そして、もしそうだとすれば彼はこのオーディションを突破したといっていいはずだし、プレシーズンではあったものの、プレミアリーグのチーム相手に全く場違いには見えなかった。
もしあなたが、私と同じようにアーセナルの開幕戦をジャカとエルネニーという中盤のコンビで迎えるかもしれないというアイディアにうんざりしていたとすれば、この試合はポジティブなものだった。
ロコンガはボール扱いは丁寧で、読みも良く、ブレントフォード戦でデビューを果たすのに支障はないと監督を納得させるようなパフォーマンスを見せた。
ベン・ホワイト
アーセナルの守備陣は完ぺきとはいいがたかったが、新加入のベン・ホワイトは非常に良かった。
パブロ・マリのパフォーマンスが不安定だったこともあってより際立って見えたというのもあるが、ホワイトは常に前にボールを出すことを狙っており、ボールの持ち上がりなど、なぜ我々が彼に50m£を支払うことにしたのかというのが垣間見えるプレイを見せた。
それだけでなく、いくつかの彼の1対1での守備は悪くなかったように思える。

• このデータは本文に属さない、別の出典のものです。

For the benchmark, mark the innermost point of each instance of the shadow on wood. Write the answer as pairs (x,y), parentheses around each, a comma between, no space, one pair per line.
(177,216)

もちろんまだ評価を下すには早いが、昨日に関して言えば、好感が持てるパフォーマンスだった。
前線の火力不足
私は何度かプレシーズンでのオーバメヤンの得点力不足に関してジョークを言ってきたが、まず第一に、彼が左でプレイするのはもう見たくない、という点をもう一度主張しておこう。
昨日の試合に関して言えば、左サイドを務められるオプションが不足していたというのはあるが、オーバメヤンに関して懸念を抱かずにいるのは難しい。
最近の彼は何かを欠いているように見えるし、それがフィジカル面にしろメンタル面にしろ、素早くオーバメヤンがそれを取り戻してくれるよう祈るだけだ。
ラカゼットはハードワークをこなし、ポストを叩いた場面もあったが、彼にも限界がある。
ラカゼットが素晴らしいポストプレーを見せ、チームが左サイドにボールを展開し、ティアニーが素晴らしいクロスを・・・誰もいないところに向かって放り込んだ、という場面が昨日は見られた。
得点力を欠いたチームにはボックス内に走りこんでくれるストライカーが必要なのだ。低めのトップ下のように走り回る選手ではなく。
もちろんそれはビルドアップ時には有用だろうが、実際に得点を挙げるという観点からみると、相手のファイナルサードギリギリあたりで美しいプレイを見せても加点はない。
報道を見るに、アーセナルはFWの補強を求めているようで、その理由は明らかだ。
オーバメヤンはもう32歳だし、ラカゼットも30歳で、残り契約は一年しかない。得点力に関して言えば、彼は空中戦に強くない小さなジルーのようなものだ。
そして、その下の世代は非常に若い選手しかいない。
それでも私はサイドで上下動させる代わりにオーバメヤンを中央において、よりクリエイティブな選手をサイドに置く、という形が現状最適であるとは思っているが、その限界も明らかになりつつある。
いまだにチームはチャンス創出に苦戦しており、昨日の試合の公判ではほとんどチャンスを作れなかった。サカが登場するまで、これをなんとかしていようとしていたのはスミスロウ一人だけだったといっても良く、この2人がチームにいても十分ではなかった。
だからこそ、この夏の攻撃的MF獲得が非常に重要になってくる。
それがなければ、今季このチームは大きな改善が果たせるとは思えない。
実際のところ、我々は昨日の試合でまたしても、過去に一度もきっちりとはまったことのない3人を前線に配置して、昨季、そしてその前のシーズンにうまくいかなかったのと同じ組み合わせ、この24か月間その限界を露呈し続けている組み合わせで試合に臨んだわけだ。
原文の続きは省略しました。